ISLAMABAD - The federal government will present the annual budget with total outlay of around Rs4.45 trillion in the National Assembly today (Friday) amid ambitious economic growth of 5.7 percent for the upcoming financial year 2016-2017.

Finance Minister Ishaq Dar would announce the PML-N government’s fourth budget in the lower house of the parliament with a deficit of Rs1.28 trillion (3.8 percent of the GDP).

The federal cabinet has already approved the budget on Monday, which was chaired by Prime Minister Nawaz Sharif from London through video link. The budget will be growth oriented aimed to generate employment opportunities.

The government would likely impose new taxes worth Rs170 billion to achieve its mammoth revenue collection target of Rs3,635 billion in the fiscal year to come.

It may increase the salaries of the civil servants by 7-10 percent after merging one or two previous adhoc relief in their basic salaries. Pensions are also likely to be enhanced by 7-10 percent.

The PML-N government would announce a special relief package for reduction in input costs for agriculture and industrial sectors to boost exports and economic growth rate.

The PM has directed Finance Minister Dar to reduce the urea prices in the budget to reduce the problems of the farmers.

The government would give top priority to the power sector with a total investment plan of Rs410 billion: Rs157 billion to be provided from the budget and Rs253 billion by Wapda, the National Transmission and Dispatch Company and generation companies.

The government is proposing to increase defence spending by over 10 percent to Rs860 billion, up by Rs79 billion from last year.

It would allocate Rs1.354 trillion for debt servicing, Rs245 billion for pensions and Rs169 billion for subsidies. Similarly, it would also kept Rs107 billion for the Benazir Income Support Programme (BISP) for the financial year 2016-2017.

Tax collection target for the Federal Board of Revenue (FBR) has been set at around Rs3,600 billion while non-tax collection target is fixed at Rs950 billion for the upcoming fiscal year.

Pakistan’s foreign exchange reserves target has been fixed at $23.6 billion and tax-to-GDP ratio has been projected at 12.5 percent in the next fiscal year.

The government would impose new taxes worth of Rs170 billion in the budget.
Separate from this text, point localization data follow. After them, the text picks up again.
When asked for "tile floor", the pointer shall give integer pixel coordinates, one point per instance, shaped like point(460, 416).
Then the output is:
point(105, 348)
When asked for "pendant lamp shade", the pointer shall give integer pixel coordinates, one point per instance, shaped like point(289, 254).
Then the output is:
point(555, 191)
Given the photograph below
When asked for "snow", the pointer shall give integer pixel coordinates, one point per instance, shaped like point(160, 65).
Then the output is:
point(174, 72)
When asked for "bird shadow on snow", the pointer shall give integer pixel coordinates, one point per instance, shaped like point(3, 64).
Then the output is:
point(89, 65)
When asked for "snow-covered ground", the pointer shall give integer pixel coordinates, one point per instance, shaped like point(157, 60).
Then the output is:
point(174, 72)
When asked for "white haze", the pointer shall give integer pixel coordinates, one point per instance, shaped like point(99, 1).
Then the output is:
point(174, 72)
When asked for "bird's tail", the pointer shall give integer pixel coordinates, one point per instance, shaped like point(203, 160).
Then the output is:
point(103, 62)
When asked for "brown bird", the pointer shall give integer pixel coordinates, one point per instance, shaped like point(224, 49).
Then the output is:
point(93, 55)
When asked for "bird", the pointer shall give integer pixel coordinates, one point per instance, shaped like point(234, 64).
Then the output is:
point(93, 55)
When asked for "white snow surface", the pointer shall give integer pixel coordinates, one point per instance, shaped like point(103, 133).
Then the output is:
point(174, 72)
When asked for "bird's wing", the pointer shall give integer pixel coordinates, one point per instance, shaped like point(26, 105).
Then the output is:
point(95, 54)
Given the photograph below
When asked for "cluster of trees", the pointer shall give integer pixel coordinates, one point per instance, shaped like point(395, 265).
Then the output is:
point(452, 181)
The government has increased taxes on cigarettes, cold drinks, mineral water, mobile phones, cosmetics, garments, tea, coffee, sugar, cement and mobile phones, which would increase the price of these commodities.

Meanwhile, the government has also decided to impose 1 percent withholding tax on life insurance and 4 percent for general insurance.

The government is likely to increase dividend income tax rate to 20 percent for non-filers of income tax returns against the existing rates of 17.5pc. It also approved 3pc withholding tax on cars leased by banks and such companies.

The cabinet has approved 10pc sales tax on meat, poultry. The poultry and animal feed to be charged 5pc sales tax. A 17pc tax is approved on soya bean meal, sunflower seed.

Budget document proposes zero GST (general sales tax) on five exports sectors.

The government will keep GDP growth target at 5.7pc for the next fiscal year on the basis of a 3.5pc growth in the agriculture sector, 7.7pc in industry and 5.7pc in the services sector.

Export target for next fiscal year has been set at $24.8 billion - up from $22.3 billion as per provisional estimates for the current year; however, imports are projected to rise by a larger amount - from $39.4 billion to $45.2 billion in 2016-17, leading to a rise in the projected trade balance from $17 billion to $20.5 billion.